Purpose Factors that predispose certain patients to develop post‐surgical haze remain unknown. We analyzed gene expression in corneal epithelium collected from patients prior to haze development following PRK . We further developed an in‐vitro model to study haze using TGF β that mimics pre‐disposed and post haze conditions. Methods Corneal epithelium was collected intraoperatively from patients undergoing PRK . 4 eyes that developed haze postoperatively and 10 eyes of age matched controls without haze were analysed. Microarray analysis was followed by bioinformatics and validation.
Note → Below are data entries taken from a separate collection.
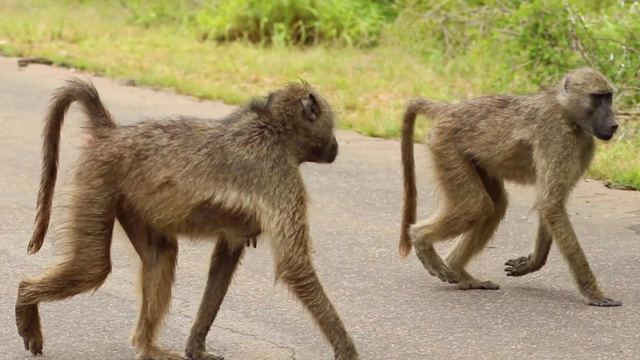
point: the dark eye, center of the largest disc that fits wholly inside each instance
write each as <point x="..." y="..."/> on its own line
<point x="601" y="98"/>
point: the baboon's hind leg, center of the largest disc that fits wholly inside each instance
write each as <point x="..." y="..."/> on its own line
<point x="159" y="255"/>
<point x="224" y="262"/>
<point x="465" y="202"/>
<point x="87" y="237"/>
<point x="534" y="261"/>
<point x="474" y="241"/>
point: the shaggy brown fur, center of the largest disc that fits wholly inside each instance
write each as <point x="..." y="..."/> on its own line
<point x="232" y="179"/>
<point x="543" y="139"/>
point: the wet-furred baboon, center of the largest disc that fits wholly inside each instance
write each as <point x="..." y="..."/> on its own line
<point x="543" y="139"/>
<point x="232" y="179"/>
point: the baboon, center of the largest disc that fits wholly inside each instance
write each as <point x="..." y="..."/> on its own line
<point x="232" y="180"/>
<point x="543" y="139"/>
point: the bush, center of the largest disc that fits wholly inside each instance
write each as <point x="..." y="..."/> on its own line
<point x="515" y="45"/>
<point x="296" y="22"/>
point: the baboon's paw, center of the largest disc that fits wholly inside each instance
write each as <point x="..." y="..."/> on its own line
<point x="436" y="267"/>
<point x="204" y="356"/>
<point x="604" y="302"/>
<point x="28" y="322"/>
<point x="159" y="354"/>
<point x="444" y="274"/>
<point x="478" y="285"/>
<point x="520" y="266"/>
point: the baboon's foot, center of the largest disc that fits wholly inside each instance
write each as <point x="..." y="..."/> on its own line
<point x="436" y="267"/>
<point x="160" y="354"/>
<point x="521" y="266"/>
<point x="28" y="322"/>
<point x="203" y="355"/>
<point x="604" y="302"/>
<point x="474" y="284"/>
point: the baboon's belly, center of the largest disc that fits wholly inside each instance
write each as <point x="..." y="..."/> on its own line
<point x="208" y="219"/>
<point x="515" y="164"/>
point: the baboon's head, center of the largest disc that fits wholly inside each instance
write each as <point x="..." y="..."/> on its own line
<point x="309" y="119"/>
<point x="586" y="96"/>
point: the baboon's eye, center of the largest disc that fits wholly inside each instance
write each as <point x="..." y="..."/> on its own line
<point x="311" y="108"/>
<point x="598" y="98"/>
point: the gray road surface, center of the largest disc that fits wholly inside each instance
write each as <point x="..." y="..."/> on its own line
<point x="392" y="307"/>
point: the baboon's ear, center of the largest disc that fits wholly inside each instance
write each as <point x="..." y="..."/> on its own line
<point x="311" y="107"/>
<point x="270" y="98"/>
<point x="565" y="84"/>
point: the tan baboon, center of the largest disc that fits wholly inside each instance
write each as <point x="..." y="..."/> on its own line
<point x="543" y="139"/>
<point x="232" y="179"/>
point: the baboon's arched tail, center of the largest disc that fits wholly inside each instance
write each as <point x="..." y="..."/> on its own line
<point x="409" y="173"/>
<point x="414" y="108"/>
<point x="98" y="117"/>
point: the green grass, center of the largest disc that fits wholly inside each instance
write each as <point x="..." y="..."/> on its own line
<point x="367" y="87"/>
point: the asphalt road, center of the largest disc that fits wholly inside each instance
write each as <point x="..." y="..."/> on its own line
<point x="392" y="307"/>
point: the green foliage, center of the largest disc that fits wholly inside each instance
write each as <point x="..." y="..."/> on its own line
<point x="515" y="45"/>
<point x="296" y="22"/>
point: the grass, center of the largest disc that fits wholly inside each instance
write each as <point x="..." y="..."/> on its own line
<point x="368" y="88"/>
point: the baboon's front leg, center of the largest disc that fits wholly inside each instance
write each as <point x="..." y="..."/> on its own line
<point x="224" y="262"/>
<point x="557" y="219"/>
<point x="534" y="261"/>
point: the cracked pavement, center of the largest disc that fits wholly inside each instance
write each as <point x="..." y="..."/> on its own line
<point x="391" y="306"/>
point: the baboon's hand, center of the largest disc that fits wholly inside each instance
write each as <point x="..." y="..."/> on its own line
<point x="252" y="241"/>
<point x="604" y="302"/>
<point x="521" y="266"/>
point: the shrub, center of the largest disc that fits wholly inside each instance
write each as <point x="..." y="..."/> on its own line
<point x="296" y="22"/>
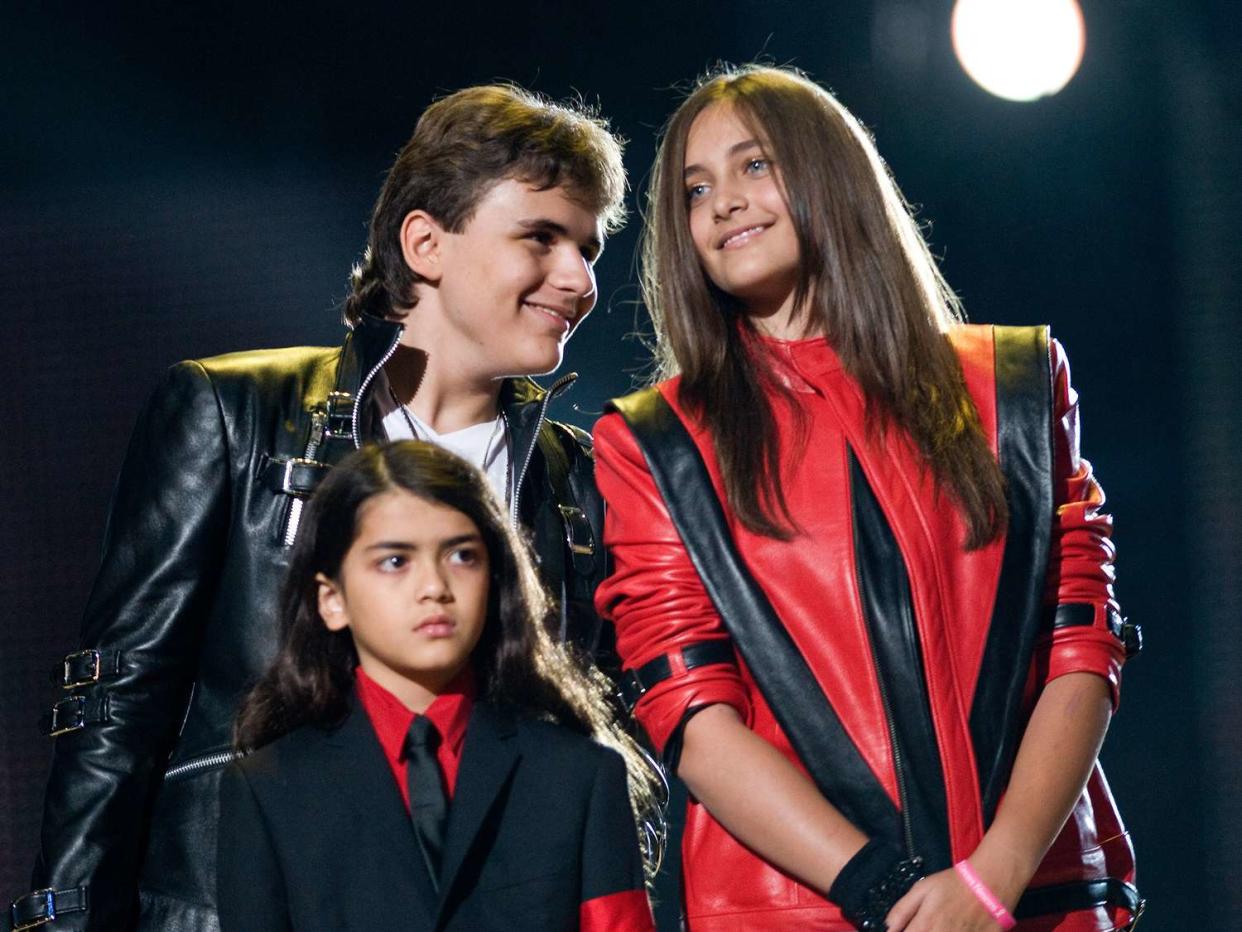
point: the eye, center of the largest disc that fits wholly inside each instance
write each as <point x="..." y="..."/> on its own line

In vitro studies were performed on HCE cells on differential doses of TGF β with or without wound for inflammatory markers, structural & pro‐fibrotic genes and regulators of signaling cascades. Results Microarray analysis revealed 1100 up regulated and 1700 down regulated genes in haze patients. ECM ‐ Receptor interactions were elevated in patients prior to haze induction while Wnt signaling genes and CXC motif chemokines were reduced. Structural genes (Col I, Col IV , MMP 2 and 14, TIMP 1) were reduced in haze patients which correlated with in‐vitro model. Inflammatory factors TNF α, IL ‐11 were elevated, but IL 6 and IL 1 did not show appreciable changes. Regulators of signaling cascades EGFR and Wnt3a were reduced in haze patients and in vitro . We propose a signal transduction network including few novel genes like PREX 1, PXDN , SOX 17, WNT 3A, CXCL 10 etc which can be factors that predispose patients to haze Conclusions Our study shows that molecular factors poise the cornea in some patients to developing corneal haze after surgery.